16.17.16. Fast Approximate RDF Graph Diff and Patch
Two algorithms described below resemble "unified diff" and "patch by unified diff" but they work on RDF graphs, not on plain texts.
They work reasonably for graphs composed from CBDs (concise bounded descriptions) of some subjects, if these subjects are either "named" IRIs or can be identified by values of their inverse functional properties.
Many sorts of commonly used graphs match these restrictions, including all graphs without blank nodes, most of FOAF files, graphs that can be "pretty-printed" in JSON, most of dumps of relational databases etc.
The basic idea is as simple as zipper:
-
Place one graph at the left and one to the right,
-
Find a retainer box at the right and a matching pin at the left,
-
Join them
-
Pull the slider as long as possible.
-
Repeat this while there are pins and boxes that can be matched and sliders that can be moved.
An IRI in left graph (say, G1)
matches to same IRI in right graph (G2)
as pin to box. The same is true for literals too.
Functional and inverse functional properties are teeth that form chains, algorithm "moves sliders" along these chains, incrementally connecting more and more nodes.

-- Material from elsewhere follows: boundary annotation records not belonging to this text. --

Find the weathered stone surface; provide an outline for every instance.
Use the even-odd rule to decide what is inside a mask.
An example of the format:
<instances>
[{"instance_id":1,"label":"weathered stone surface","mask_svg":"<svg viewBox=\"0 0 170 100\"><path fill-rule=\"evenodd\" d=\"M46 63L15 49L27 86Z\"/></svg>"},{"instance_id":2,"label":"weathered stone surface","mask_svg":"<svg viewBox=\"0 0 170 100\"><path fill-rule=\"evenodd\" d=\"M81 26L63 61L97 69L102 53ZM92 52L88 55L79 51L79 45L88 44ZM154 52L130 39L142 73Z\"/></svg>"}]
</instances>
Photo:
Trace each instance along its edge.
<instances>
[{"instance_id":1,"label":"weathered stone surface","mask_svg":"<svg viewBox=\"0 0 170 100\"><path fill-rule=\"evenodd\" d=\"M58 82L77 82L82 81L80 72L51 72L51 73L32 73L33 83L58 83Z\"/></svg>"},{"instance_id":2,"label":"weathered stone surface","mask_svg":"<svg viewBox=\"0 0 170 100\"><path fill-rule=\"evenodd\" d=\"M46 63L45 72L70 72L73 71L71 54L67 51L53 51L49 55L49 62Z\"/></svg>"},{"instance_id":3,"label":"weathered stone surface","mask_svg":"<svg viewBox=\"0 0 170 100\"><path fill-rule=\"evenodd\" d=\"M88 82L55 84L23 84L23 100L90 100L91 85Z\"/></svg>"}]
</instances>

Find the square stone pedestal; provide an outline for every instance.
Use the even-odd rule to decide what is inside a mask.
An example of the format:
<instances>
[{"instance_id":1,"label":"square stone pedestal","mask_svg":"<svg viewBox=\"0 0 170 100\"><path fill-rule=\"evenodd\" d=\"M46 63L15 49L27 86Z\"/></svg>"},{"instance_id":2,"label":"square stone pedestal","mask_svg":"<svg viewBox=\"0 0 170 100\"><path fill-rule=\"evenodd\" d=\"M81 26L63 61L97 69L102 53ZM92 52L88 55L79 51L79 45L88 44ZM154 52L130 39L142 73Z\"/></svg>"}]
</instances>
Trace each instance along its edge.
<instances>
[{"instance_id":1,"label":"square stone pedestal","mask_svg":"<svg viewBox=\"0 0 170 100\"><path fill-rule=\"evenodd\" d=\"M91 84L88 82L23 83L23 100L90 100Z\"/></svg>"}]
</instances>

If there is a match of this sort (O1 in G1 matches O2 in G2)
and the matched nodes
are values of same inverse functional property P
(there are { S1 P O1 }
in
G1
and { S2 P O2 }
in G2
) then we guess that S1
matches S2
.
If S1
in G1
matches S2
in G2
and the matched
nodes are subjects of same functional property P
( there are { S1 P N1 }
in
G1
and { S2 P N2 }
in G2
) then we guess that N1
matches N2
, now it's possible to try same interaction on triples where N1
and
N2
are in subject position, that's how slides move. A typical example of a long zipper
is closed list with matched heads.
Collect Functional And Inverse Functional Properties
Lists of functional properties can be retrieved from an ontology graph by query like:
SPARQL define output:valmode "LONG" SELECT (<LONG::sql:VECTOR_AGG(?s)) FROM <my-ontology-graph> WHERE { ?s a owl:functionalProperty }
Inverse functional properties could be retrieved by a similar query, but unfortunately the ontology may mention so called NULL values that can be property values for many subjects. Current implementation of diff and patch does not recognize NULL values so they can cause patch with "false alarm" errors. The workaround is to retrieve only properties that have no NULL values declared:
SPARQL define output:valmode "LONG" SELECT (<LONG::sql:VECTOR_AGG(?s)) FROM <my-ontology-graph> WHERE { ?s a owl:inverseFunctionalProperty . OPTIONAL { ?s owl:nullIFPValue ?v } FILTER (!Bound(?v)) }
If no ontology is available then appropriate predicates can be obtained from sample graphs using DB.DBA.RDF_GRAPH_COLLECT_FP_LIST .
Implementation-Specific Extensions of GUO Ontology
Note : This section contains implementation details that are needed only if you want to write your own patch or diff procedure, you don't have to worry about internals if you want to use existing procedures.
Basic GUO ontology is not expressive enough to work with blank nodes, so some custom extensions $ are needed.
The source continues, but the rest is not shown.